According to evidence presented at trial, Climmons-Johnson was the owner and operator of Urgent Response EMS, a Texas-based entity that purportedly provided non-emergency ambulance services to Medicare beneficiaries in the Houston area.
From January 2010 through December 2011, Climmons-Johnson and others submitted false and fraudulent claims to Medicare for ambulance services that were medically unnecessary and/or not provided. Climmons-Johnson, who controlled the day-to-day operations of Urgent Response, submitted, and caused to be submitted, approximately $2.4 million in fraudulent ambulance service claims to Medicare.

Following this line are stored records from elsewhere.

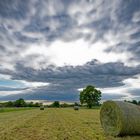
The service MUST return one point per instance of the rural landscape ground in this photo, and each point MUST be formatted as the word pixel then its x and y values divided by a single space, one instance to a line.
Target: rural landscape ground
pixel 54 124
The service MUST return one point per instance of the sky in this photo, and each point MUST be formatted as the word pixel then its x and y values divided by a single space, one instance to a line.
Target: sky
pixel 52 49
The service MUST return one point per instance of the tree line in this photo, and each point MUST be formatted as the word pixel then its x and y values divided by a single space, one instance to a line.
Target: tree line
pixel 20 103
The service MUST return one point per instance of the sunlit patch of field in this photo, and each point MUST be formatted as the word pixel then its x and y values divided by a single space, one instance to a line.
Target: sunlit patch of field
pixel 54 124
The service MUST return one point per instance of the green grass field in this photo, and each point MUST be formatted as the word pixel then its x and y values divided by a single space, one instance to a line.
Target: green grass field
pixel 54 124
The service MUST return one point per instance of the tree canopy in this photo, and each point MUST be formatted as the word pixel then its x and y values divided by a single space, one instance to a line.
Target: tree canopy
pixel 90 96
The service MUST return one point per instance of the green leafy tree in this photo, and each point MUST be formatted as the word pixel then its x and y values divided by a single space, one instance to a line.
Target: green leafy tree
pixel 90 96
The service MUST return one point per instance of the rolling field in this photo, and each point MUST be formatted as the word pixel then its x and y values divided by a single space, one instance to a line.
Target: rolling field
pixel 54 124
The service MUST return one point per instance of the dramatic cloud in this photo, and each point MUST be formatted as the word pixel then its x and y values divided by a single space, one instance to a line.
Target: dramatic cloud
pixel 51 48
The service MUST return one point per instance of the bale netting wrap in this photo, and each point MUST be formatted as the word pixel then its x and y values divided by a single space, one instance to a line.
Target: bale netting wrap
pixel 120 118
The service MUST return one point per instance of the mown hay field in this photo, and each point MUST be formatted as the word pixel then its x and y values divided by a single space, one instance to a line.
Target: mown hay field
pixel 54 124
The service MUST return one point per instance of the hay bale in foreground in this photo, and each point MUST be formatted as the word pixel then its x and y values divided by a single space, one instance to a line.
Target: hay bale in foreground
pixel 42 108
pixel 120 118
pixel 76 107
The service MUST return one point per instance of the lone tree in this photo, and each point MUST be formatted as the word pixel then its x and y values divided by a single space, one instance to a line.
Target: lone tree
pixel 90 96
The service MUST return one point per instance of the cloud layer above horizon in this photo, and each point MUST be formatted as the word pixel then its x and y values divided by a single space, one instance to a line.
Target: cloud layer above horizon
pixel 50 49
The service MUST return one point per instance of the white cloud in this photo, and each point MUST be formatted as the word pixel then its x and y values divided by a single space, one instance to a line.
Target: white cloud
pixel 129 84
pixel 136 17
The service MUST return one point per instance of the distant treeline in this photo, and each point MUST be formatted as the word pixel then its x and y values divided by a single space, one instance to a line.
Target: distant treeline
pixel 20 103
pixel 133 102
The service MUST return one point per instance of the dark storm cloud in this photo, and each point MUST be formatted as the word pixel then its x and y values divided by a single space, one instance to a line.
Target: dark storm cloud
pixel 66 80
pixel 32 21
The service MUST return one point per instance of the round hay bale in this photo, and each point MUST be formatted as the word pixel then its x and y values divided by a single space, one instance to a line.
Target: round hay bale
pixel 120 118
pixel 76 107
pixel 42 108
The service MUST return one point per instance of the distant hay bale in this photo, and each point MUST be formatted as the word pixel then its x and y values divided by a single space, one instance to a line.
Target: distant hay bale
pixel 42 108
pixel 120 118
pixel 76 107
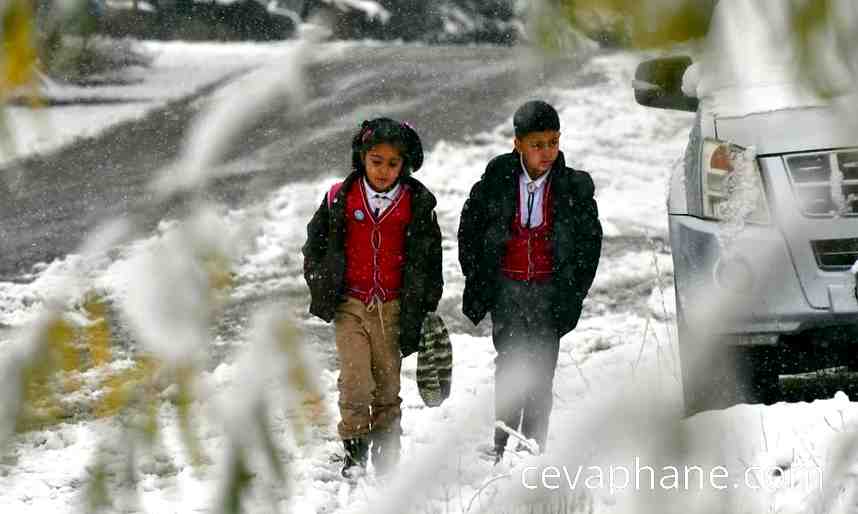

Evidence found at the trial proved that patient records had been falsified and the Medicare beneficiaries for whom Climmons-Johnson had billed ambulance services did not actually need such services and were not in the condition claimed in the billing records.
The news was announced by Assistant Attorney General Leslie R. Caldwell of the Justice Department's Criminal Division and the and the Texas Attorney General's Medicaid Fraud Control Unit (MFCU).